How Human Vision Shapes TV Picture Quality

A television is a machine for fooling the human visual system.

That's not a metaphor, or at least not much of one. The entire architecture of video is built around the way human eyes and brains construct the experience of seeing. Color spaces, transfer functions, white points, compression systems, brightness standards, display primaries - none of them make sense in isolation. They make sense because they are designed for a particular receiver: us.

If we had four ordinary channels of color vision instead of three, video would look very different. If our eyes responded linearly to brightness, gamma and HDR transfer functions would be designed differently. If our brains did not constantly adapt to the color of illumination, "white" would not need to be pinned down so carefully. Television exists in the shape it does because human vision exists in the shape it does.

To understand why video standards are what they are, you have to start one step back from the standards themselves and look at the visual system they were built to serve. The strange parts of video - gamma curves, color spaces, SDR and HDR, color temperature, white point, tone mapping - all become much less arbitrary once you know what they are working with on the receiving end.

So this piece is about the receiving end: light, the eye, and the peculiar way the brain turns one into the other.

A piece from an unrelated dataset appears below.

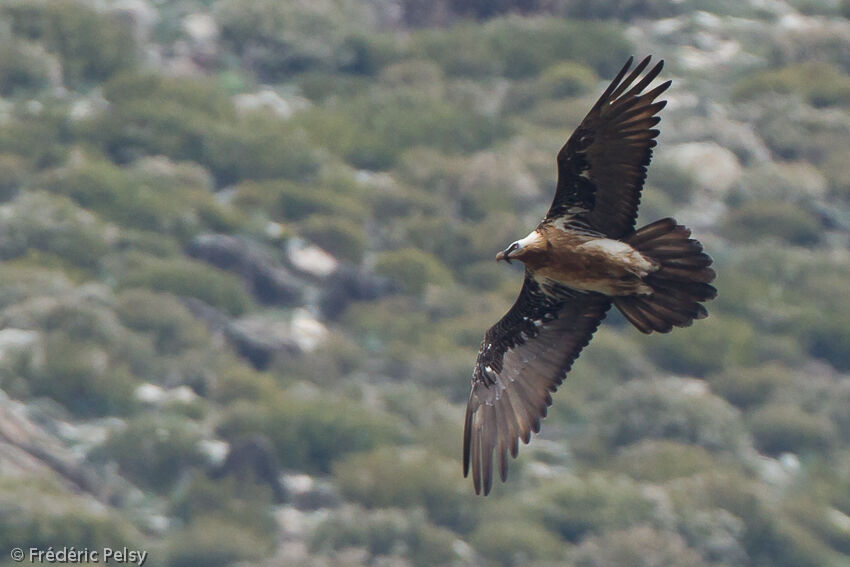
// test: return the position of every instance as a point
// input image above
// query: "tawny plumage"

None of what follows is necessary to operate a television. People have been watching TV for decades without thinking about any of it. But once you've seen it, the rest of calibration lands differently. Every standard starts to feel less like an arbitrary technical rule and more like a practical response to the human visual system.

Light, before the eye gets involved

Light, in physical terms, is electromagnetic radiation. The portion of it that human eyes can detect - the visible spectrum - is usually described as running from roughly 380 nanometers at the violet end to roughly 700 nanometers at the red end. Those limits are not hard walls. Human sensitivity falls off gradually, and individual observers vary. But as a working range, 380 to 700 nm is close enough.

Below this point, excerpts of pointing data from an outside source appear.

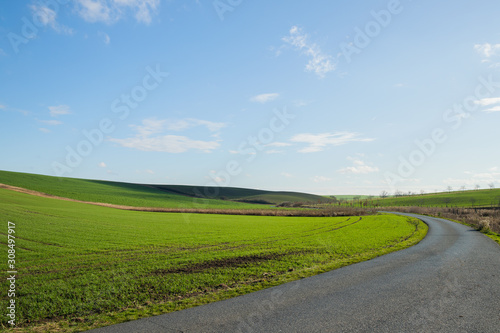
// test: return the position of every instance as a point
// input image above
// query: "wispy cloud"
(51, 122)
(359, 167)
(105, 37)
(167, 144)
(321, 179)
(47, 17)
(148, 136)
(111, 11)
(278, 144)
(493, 109)
(264, 98)
(59, 110)
(320, 63)
(489, 102)
(183, 124)
(487, 50)
(319, 142)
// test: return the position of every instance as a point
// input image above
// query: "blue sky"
(326, 97)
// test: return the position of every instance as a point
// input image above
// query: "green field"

Outside that band, there is still electromagnetic radiation. Ultraviolet sits beyond the short-wavelength violet end. Infrared sits beyond the long-wavelength red end. Farther out are microwaves, radio waves, X-rays, and gamma rays. The world is full of radiation we do not experience as light because our eyes are not built to detect it. Visible light is a small slice of a much larger continuum.

Within that visible band, any source of light has a spectral power distribution - a description of how much power it contains at each wavelength. Sunlight has a broad distribution. A low-pressure sodium streetlamp is concentrated in a narrow yellow region. A tungsten incandescent bulb is broad but weighted heavily toward longer, warmer wavelengths. A white LED may be broad enough to look white, but its spectrum is usually uneven, often with a strong blue component and phosphor-generated energy spread across the rest of the visible range.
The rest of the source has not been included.